The slow movement is one of the most leisurely Beethoven ever wrote (“indolent” is the word that most analysts have used to describe it). It is a full‑scale slow‑movement sonata form, complete with development and a good deal of internal repetition. But for all its length, the Larghetto never loses momentum, and it remains deliciously pastoral throughout, with just momentary twinges of pain.
Beethoven uses the term “scherzo” here for the first time in a symphony; the corresponding movement of the First Symphony had been called a “menuetto,” though it had passed far beyond the graceful character of that courtly dance. The third movement of the Second Symphony, though, is a hearty joke (which is what the word “scherzo” means), with whirlwind alternations of dialogue, tossing back and forth the basic three‑note motive between the instruments, then suddenly bending one pitch to lead off to distant keys, only to return home with equal celerity. In the Trio, the strings roar in mock gruffness on the chord of F‑sharp major, only to be reminded (by a fortissimo A from the woodwinds) that F‑sharp is not the home key here, but simply the third of D, to which the chastened strings immediately return.
The finale is a wonderfully confident achievement, fusing Haydn’s wit with Beethoven’s newly won breadth and grandeur. The rondo style of the principal theme—a pick‑up tossed off in the upper instruments to be answered with a sullen growl lower down—forecasts wit, especially when Beethoven uses that little pick‑up to mislead the ear. But the real breadth appears at the end, when a quiet, lyrical idea that has passed almost unnoticed as the transition between first and second themes now takes on an unexpectedly potent force and generates an enormous coda with a whole new development section, in which the measured tremolo of the strings, heard here and there throughout the symphony, returns with a fortissimo on the same C‑natural that had upset the course of the home tonic back in the first movement. From here on, the reaffirmation of that firm tonic is the main order of business, to bring the chain of events to a close.
The size of the last movement and the extended coda clearly unsettled the critic for the Zeitung für die elegante Welt (“Newspaper for the elegant world”), who wrote after the first performance: “Beethoven’s Second Symphony is a crass monster, a hideously writhing wounded dragon that refuses to expire, and though bleeding in the Finale, furiously beats about with its tail erect.” One wonders what he thought of Beethoven’s ensuing works.

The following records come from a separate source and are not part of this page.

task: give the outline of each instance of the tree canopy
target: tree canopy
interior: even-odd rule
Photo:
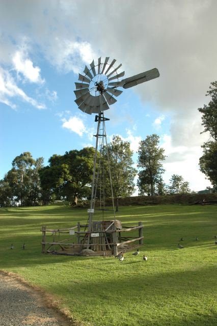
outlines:
[[[40,172],[42,188],[47,200],[49,201],[55,195],[58,198],[65,197],[76,203],[78,197],[90,196],[94,153],[93,147],[86,147],[50,157],[49,166]]]
[[[217,81],[211,83],[207,96],[211,97],[208,105],[198,108],[202,114],[203,132],[208,132],[211,138],[202,146],[203,154],[200,158],[201,171],[205,174],[213,187],[217,188]]]
[[[114,136],[107,144],[113,195],[116,201],[116,211],[118,210],[118,198],[129,196],[135,191],[134,179],[137,170],[132,166],[133,152],[129,142],[123,141],[119,136]],[[104,148],[104,156],[106,156]],[[106,157],[105,157],[106,158]],[[107,173],[107,184],[110,184]],[[106,187],[106,194],[111,196],[111,188]]]
[[[139,194],[153,196],[154,185],[164,172],[161,161],[165,159],[165,150],[159,146],[159,137],[153,133],[139,143],[138,167],[141,170],[138,174],[137,185]]]
[[[43,158],[35,160],[31,153],[24,152],[12,161],[12,169],[8,171],[4,181],[10,187],[13,197],[21,205],[31,205],[41,196],[39,170],[42,168]]]

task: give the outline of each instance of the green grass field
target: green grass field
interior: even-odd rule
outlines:
[[[116,217],[123,225],[144,226],[140,255],[132,255],[134,249],[121,262],[41,254],[42,225],[86,223],[87,209],[0,208],[0,269],[55,294],[82,325],[216,326],[217,206],[121,207]],[[94,219],[102,219],[99,212]],[[179,249],[181,237],[184,248]]]

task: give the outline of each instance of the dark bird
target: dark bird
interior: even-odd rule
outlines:
[[[118,260],[120,260],[120,261],[123,261],[123,260],[124,259],[124,255],[122,253],[122,254],[121,255],[121,256],[120,257],[120,258],[118,259]]]
[[[115,256],[116,258],[118,258],[118,259],[120,258],[121,258],[123,256],[123,252],[121,251],[120,254],[118,254],[118,255],[117,255],[117,256]]]

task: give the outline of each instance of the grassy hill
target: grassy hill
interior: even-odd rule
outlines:
[[[104,212],[104,218],[112,213]],[[52,295],[79,324],[215,326],[216,213],[216,205],[120,206],[117,219],[127,225],[142,221],[145,237],[139,255],[127,252],[121,262],[113,257],[41,254],[42,225],[86,223],[87,208],[0,208],[0,269]],[[101,212],[94,219],[102,219]],[[184,248],[179,249],[181,237]]]

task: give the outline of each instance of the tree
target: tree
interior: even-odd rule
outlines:
[[[38,170],[42,164],[42,158],[39,158],[36,161],[30,152],[24,152],[16,156],[12,161],[12,169],[8,172],[4,180],[8,182],[13,196],[16,197],[17,201],[20,201],[21,206],[30,204],[34,184],[34,201],[40,197]],[[40,166],[37,166],[39,165]],[[37,179],[36,189],[35,185]]]
[[[123,141],[119,136],[114,136],[112,141],[107,144],[113,196],[116,200],[116,211],[118,211],[118,200],[120,197],[129,196],[135,190],[134,179],[137,170],[132,167],[132,151],[129,142]],[[106,148],[103,155],[106,158]],[[107,167],[106,183],[110,184]],[[110,188],[106,189],[107,196],[111,196]]]
[[[86,147],[50,157],[49,166],[40,172],[44,200],[49,202],[55,195],[76,204],[78,198],[89,197],[94,153],[93,147]]]
[[[191,191],[189,187],[189,182],[185,181],[181,175],[173,174],[170,179],[169,186],[171,195],[190,194]]]
[[[202,114],[202,125],[204,126],[203,132],[208,131],[214,140],[217,141],[217,81],[211,83],[209,90],[206,95],[211,96],[211,100],[208,105],[198,108]]]
[[[210,181],[213,187],[217,188],[217,81],[211,83],[207,96],[211,96],[211,100],[208,105],[198,108],[202,114],[202,125],[204,126],[203,132],[209,132],[213,140],[205,143],[202,146],[203,155],[200,158],[200,171],[205,174]]]
[[[200,158],[200,171],[217,190],[217,142],[208,142],[202,146],[203,155]]]
[[[8,207],[12,205],[12,189],[8,181],[0,180],[0,205],[2,207]]]
[[[139,173],[137,183],[140,193],[143,193],[149,185],[150,194],[153,196],[154,185],[165,171],[161,163],[166,157],[165,150],[159,147],[159,137],[155,133],[140,142],[138,167],[142,170]]]

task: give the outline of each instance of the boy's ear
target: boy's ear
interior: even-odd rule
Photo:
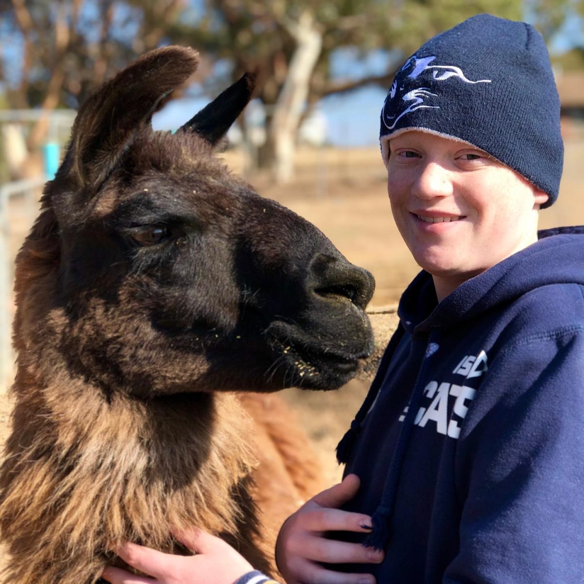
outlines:
[[[194,72],[198,54],[165,47],[143,55],[104,84],[79,108],[60,172],[98,190],[120,162],[161,101]]]
[[[255,86],[254,76],[246,73],[182,126],[180,130],[196,132],[214,145],[225,135],[248,105]]]
[[[535,197],[536,204],[539,205],[540,207],[547,203],[548,199],[550,198],[550,195],[547,193],[544,193],[543,190],[540,190],[539,189],[534,189],[533,194]]]

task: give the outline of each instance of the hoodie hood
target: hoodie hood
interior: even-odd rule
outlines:
[[[431,274],[422,270],[399,301],[404,327],[414,334],[451,328],[535,288],[584,284],[584,226],[545,230],[538,237],[536,243],[467,280],[439,304]]]

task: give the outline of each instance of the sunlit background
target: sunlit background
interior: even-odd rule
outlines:
[[[244,72],[255,72],[256,96],[221,155],[260,194],[306,217],[371,270],[374,305],[393,305],[418,268],[387,202],[380,109],[406,58],[484,12],[527,20],[544,36],[566,157],[558,201],[542,225],[584,223],[580,0],[0,0],[0,396],[13,374],[15,255],[75,109],[99,84],[150,49],[195,47],[201,62],[192,82],[153,119],[155,129],[172,130]]]

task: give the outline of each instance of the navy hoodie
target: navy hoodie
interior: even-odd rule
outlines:
[[[339,444],[361,481],[343,508],[377,512],[385,559],[343,569],[378,584],[584,583],[584,227],[540,232],[440,304],[422,272],[398,313]]]

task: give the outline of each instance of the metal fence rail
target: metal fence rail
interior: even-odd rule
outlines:
[[[12,381],[14,353],[12,343],[12,282],[14,279],[13,247],[23,237],[36,215],[44,176],[8,183],[0,186],[0,390]],[[15,204],[19,209],[15,211]],[[18,215],[18,217],[17,217]],[[20,218],[20,224],[15,221]]]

Basil Lam has noted acutely, apropos of this symphony, “In view of such music as this, let us not lapse into the still received opinion that Beethoven, after writing two promising symphonies, began to brood on Napoleon and found himself great with the Eroica.” Beethoven’s sense of proportion—which allows him to achieve the greatest effects with the simplest and most abstract materials—is already fully in operation with the Second Symphony. While the ways of genius are wondrously strange and no one lacking the advantage of hindsight could predict the extraordinary growth that was to come in the Third Symphony, it would not only be unfair to characterize Beethoven’s Second as simply an “early work,” or as “complacently formal,” it would be downright foolish.